L’offensiva turca parte con un tweet. “La nostra missione è di evitare la creazione di un corridoio del terrore ai nostri confini meridionali e di portare pace nell’area”. L’ordine del Recep Tayyip Erdogan arriva quando l’invasione del nord-est della Siria, anticipata due giorni fa a margine di un colloquio telefonico con il presidente Usa Donald Trump, è già partita. E gli F16 decollati dalla base di Diyarbakir, sono già in rotta verso Tal Abyad e Ras al-Ayn, i due punti, prima controllati dalle forze americane, dove l’esercito di Erdogan intende varcare il confine. Raid contro obiettivi controllati dalle forze curde del Pkk/Ypg e dall’Isis. Concentrati, in particolare, sulle principali arterie stradali e depositi di armi. Ma che, secondo un portavoce dei combattenti curdi, avrebbero già coinvolto aree civili causando due morti e altrettanti feriti proprio nelle aree di frontiera di Mishrife e Ras al Ayn, dove si sarebbero concentrati i bombardamenti.
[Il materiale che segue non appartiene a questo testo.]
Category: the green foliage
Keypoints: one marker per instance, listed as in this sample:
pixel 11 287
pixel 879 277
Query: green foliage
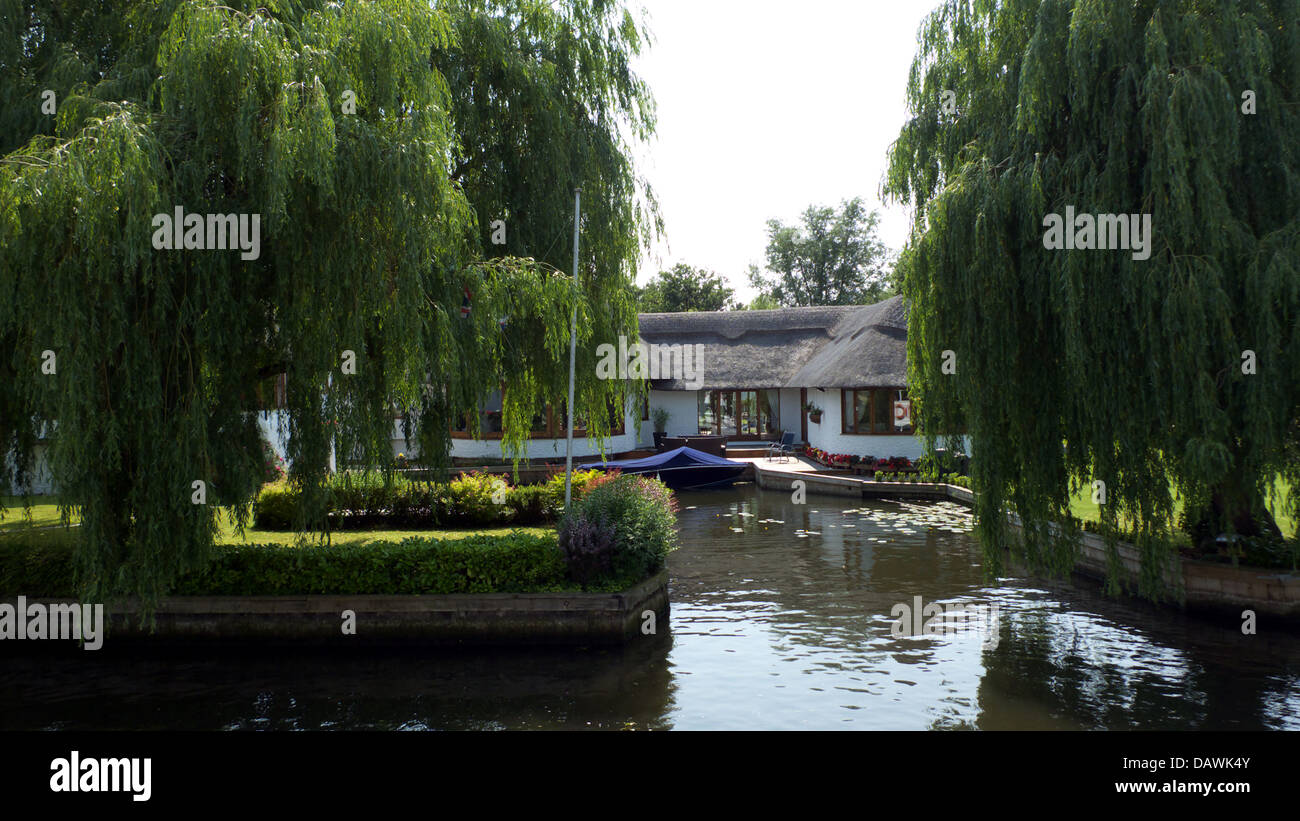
pixel 640 512
pixel 1106 366
pixel 763 302
pixel 833 259
pixel 518 563
pixel 372 499
pixel 661 417
pixel 514 563
pixel 371 229
pixel 684 287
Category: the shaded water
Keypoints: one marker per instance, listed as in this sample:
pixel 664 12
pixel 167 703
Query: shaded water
pixel 775 624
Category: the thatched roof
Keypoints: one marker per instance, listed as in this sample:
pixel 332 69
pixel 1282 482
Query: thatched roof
pixel 849 346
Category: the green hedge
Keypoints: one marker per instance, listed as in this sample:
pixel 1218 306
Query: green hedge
pixel 368 500
pixel 622 529
pixel 512 563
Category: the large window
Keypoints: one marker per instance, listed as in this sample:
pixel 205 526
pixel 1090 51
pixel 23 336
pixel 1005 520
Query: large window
pixel 872 411
pixel 744 415
pixel 546 425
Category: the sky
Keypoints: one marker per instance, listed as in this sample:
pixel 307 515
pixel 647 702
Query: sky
pixel 766 108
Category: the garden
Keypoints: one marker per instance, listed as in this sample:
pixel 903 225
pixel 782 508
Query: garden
pixel 390 535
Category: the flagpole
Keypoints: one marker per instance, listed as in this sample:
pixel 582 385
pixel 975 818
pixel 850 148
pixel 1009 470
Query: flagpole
pixel 568 441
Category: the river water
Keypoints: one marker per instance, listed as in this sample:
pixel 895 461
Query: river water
pixel 783 617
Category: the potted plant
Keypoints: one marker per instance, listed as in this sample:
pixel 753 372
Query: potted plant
pixel 661 417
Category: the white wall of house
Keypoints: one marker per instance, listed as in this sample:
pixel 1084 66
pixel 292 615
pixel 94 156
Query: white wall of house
pixel 269 422
pixel 827 435
pixel 791 411
pixel 684 409
pixel 536 450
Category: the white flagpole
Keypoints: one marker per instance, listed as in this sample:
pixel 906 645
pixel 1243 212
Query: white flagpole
pixel 568 441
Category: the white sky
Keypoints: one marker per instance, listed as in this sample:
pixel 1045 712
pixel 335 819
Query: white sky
pixel 765 108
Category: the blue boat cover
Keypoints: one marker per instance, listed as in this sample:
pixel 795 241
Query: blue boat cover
pixel 679 457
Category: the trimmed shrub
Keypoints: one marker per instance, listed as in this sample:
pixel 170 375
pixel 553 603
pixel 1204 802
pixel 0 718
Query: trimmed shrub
pixel 512 563
pixel 588 548
pixel 365 499
pixel 529 503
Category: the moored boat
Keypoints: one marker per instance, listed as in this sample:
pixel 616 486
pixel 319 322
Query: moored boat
pixel 681 468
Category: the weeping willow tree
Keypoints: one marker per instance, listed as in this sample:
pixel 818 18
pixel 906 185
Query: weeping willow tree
pixel 334 125
pixel 1169 376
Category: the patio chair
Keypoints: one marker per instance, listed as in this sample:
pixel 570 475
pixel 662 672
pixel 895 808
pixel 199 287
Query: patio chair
pixel 785 446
Insomma, il dado è tratto. Ankara affida al ministro degli Esteri, Mevlut Cavusoglu, il compito di rivendicare l’iniziativa militare, “in conformità con il diritto internazionale, l’articolo 51 della Carta delle Nazioni Unite e le risoluzioni del Consiglio di sicurezza dell’Onu sulla lotta contro il terrorismo” per liberare la regione “dai terroristi” e per garantire “la sicurezza delle frontiere e l’integrità territoriale della Siria”. E di rassicurare gli sfollati che, assicura, potranno tornare “sani e salvi nelle loro case e la pace e la sicurezza prevarranno nella regione”. Ma promettendo guerra senza quartiere contro il gruppo terroristico Pkk e tutte le sue estensioni, compresi i curdi dell’Ypg/Pyd, definiti “la più grande minaccia per il futuro della Siria” che mette “a repentaglio l’integrità territoriale e la struttura unitaria del Paese”. Sostenere i terroristi con il pretesto di combattere il Daesh “è inaccettabile”, è la posizione ribadita dalla Turchia.
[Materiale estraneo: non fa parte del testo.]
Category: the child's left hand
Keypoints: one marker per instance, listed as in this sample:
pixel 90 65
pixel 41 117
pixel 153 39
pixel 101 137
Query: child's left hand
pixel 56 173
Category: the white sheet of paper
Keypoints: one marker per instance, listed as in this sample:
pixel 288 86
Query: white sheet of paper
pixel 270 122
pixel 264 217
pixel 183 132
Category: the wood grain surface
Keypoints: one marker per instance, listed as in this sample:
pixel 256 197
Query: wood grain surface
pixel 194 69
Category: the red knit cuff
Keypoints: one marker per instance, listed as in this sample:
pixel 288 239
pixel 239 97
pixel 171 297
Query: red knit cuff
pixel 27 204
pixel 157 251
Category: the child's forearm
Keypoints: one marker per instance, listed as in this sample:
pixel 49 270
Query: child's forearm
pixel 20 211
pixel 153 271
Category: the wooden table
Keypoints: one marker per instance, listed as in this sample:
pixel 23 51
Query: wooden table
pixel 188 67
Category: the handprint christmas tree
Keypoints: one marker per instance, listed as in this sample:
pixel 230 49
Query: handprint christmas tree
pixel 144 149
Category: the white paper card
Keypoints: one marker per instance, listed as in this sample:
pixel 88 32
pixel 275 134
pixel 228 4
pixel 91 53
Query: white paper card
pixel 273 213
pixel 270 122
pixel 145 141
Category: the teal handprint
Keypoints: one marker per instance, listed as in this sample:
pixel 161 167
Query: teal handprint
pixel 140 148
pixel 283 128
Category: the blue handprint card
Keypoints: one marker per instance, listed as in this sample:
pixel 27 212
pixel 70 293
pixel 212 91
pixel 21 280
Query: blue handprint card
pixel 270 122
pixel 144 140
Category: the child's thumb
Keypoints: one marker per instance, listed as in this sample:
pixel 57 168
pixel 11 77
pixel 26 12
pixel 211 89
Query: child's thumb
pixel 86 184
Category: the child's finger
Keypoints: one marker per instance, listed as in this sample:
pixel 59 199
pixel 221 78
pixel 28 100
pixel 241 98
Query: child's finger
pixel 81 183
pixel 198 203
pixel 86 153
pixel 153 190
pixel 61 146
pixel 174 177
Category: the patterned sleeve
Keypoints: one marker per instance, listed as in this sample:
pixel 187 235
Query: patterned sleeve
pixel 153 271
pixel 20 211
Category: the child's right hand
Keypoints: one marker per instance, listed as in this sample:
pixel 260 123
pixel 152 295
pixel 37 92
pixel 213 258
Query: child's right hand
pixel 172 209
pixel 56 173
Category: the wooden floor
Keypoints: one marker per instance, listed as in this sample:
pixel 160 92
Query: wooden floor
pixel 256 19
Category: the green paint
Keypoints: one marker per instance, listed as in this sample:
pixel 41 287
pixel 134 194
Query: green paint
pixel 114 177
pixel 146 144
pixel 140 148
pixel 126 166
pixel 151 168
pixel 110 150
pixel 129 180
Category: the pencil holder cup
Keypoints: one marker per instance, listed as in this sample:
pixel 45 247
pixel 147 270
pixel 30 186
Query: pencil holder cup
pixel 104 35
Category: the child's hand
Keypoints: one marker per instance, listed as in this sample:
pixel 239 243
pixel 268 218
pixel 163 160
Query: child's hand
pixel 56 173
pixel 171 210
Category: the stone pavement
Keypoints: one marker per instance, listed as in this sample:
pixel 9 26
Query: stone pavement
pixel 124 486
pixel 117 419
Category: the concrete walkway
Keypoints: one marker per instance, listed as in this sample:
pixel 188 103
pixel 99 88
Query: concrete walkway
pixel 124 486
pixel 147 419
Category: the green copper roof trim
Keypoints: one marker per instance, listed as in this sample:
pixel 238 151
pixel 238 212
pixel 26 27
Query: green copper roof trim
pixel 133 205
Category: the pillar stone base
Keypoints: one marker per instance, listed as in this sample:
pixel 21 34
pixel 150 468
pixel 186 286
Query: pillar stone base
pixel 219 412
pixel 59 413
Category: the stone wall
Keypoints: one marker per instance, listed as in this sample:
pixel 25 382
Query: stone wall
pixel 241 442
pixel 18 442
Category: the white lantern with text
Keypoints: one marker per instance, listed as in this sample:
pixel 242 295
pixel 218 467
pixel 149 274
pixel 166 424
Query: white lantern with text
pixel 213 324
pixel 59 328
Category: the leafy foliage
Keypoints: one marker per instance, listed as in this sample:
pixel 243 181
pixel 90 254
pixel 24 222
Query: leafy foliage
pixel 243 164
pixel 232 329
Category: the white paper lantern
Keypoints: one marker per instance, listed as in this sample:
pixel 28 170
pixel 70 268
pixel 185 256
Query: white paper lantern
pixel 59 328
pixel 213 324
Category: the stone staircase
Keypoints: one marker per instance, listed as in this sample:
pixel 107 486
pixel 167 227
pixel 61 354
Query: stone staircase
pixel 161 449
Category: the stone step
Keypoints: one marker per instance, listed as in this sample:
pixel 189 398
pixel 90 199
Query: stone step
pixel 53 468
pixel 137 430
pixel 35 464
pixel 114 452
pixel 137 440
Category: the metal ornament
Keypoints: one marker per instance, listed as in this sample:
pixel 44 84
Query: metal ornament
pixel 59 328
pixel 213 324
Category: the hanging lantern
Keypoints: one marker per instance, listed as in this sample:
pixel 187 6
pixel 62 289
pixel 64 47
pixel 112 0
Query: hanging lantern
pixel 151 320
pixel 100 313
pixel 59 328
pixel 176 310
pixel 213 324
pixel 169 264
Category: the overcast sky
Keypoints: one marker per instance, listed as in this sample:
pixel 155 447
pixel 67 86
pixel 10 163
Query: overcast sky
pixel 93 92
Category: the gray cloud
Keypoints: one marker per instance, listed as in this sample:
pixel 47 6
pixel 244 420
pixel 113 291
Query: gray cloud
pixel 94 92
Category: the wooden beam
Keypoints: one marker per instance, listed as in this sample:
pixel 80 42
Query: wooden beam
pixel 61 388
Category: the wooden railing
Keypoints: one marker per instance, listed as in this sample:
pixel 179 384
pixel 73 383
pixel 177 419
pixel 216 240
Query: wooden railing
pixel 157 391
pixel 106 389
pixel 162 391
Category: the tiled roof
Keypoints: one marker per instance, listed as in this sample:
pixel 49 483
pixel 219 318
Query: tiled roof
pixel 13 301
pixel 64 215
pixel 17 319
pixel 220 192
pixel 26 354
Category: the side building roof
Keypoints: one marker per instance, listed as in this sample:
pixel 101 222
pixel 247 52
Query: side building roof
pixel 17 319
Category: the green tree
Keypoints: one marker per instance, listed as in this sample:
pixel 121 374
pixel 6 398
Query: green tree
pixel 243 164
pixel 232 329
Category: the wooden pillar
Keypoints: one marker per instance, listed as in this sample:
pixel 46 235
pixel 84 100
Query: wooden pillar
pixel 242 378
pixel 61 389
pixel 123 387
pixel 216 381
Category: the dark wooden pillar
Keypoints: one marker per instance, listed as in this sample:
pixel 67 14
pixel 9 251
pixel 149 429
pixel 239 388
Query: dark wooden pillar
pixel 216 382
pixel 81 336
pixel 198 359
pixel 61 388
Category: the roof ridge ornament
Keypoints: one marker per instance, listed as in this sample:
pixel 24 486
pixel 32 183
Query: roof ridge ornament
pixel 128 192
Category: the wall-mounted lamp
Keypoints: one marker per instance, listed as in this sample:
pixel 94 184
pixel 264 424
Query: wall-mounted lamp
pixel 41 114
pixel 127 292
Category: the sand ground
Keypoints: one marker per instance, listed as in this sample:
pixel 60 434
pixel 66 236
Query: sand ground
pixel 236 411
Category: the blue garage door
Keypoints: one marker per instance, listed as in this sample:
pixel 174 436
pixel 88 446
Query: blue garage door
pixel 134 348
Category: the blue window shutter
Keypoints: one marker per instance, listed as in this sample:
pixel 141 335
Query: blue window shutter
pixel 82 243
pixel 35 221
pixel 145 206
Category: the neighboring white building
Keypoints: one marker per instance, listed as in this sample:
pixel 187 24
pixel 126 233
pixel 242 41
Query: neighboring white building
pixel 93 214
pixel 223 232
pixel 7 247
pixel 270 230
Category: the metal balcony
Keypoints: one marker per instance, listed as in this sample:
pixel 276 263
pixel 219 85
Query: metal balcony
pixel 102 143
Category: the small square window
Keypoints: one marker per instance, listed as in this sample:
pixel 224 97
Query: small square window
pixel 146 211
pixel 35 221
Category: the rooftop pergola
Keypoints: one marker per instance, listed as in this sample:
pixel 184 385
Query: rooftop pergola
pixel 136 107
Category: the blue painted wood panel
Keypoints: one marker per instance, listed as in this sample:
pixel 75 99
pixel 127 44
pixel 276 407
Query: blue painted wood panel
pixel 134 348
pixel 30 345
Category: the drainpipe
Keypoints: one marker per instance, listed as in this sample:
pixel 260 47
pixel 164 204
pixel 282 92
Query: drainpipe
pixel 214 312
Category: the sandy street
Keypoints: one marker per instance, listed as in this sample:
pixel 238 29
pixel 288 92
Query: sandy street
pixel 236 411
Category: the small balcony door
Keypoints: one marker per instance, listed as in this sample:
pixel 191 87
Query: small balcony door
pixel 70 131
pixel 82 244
Prima dell’attacco sono stati informati gli ambasciatori in Turchia dei Paesi membri del Consiglio di sicurezza dell’Onu. Ma la condanna delle grandi potenze, ad eccezione degli Usa che hanno di fatto aperto le porte all’invasione di Ankara, dalla Russia all’Italia, è pressoché unanime. “La Turchia ha assunto una iniziativa unilaterale sulla quale non posso che esprimere preoccupazione”, prende le distanze Giuseppe Conte. Che invita ad evitare “iniziative che possano portare a una ulteriore destabilizzazione della regione e che possano finire per procurare ulteriori sofferenze alle comunità locali”, aggiunge dopo l’incontro di ieri con il segretario generale della Nato, Jens Stoltenberg. “Spero che qualsiasi iniziativa intrapresa dalla Turchia – gli fa eco il numero uno dell’Alleanza altlantica – sia proporzionata e misurata, non dobbiamo mettere a repentaglio la lotta al nemico comune, l’Isis”. Preoccupazioni condivise dal ministro degli Esteri, Luigi Di Maio, per l’iniziativa turca che rischia solo “di pregiudicare i risultati raggiunti nella lotta contro la minaccia terroristica, a cui l’Italia ha dato un significativo contributo”. Belgio, Francia, Germania, Polonia e Gran Bretagna chiedono intanto all’Onu la convocazione urgente del Consiglio di Sicurezza.
The Turkish Armed Forces, together with the Syrian National Army, just launched #OperationPeaceSpring against PKK/YPG and Daesh terrorists in northern Syria. Our mission is to prevent the creation of a terror corridor across our southern border, and to bring peace to the area.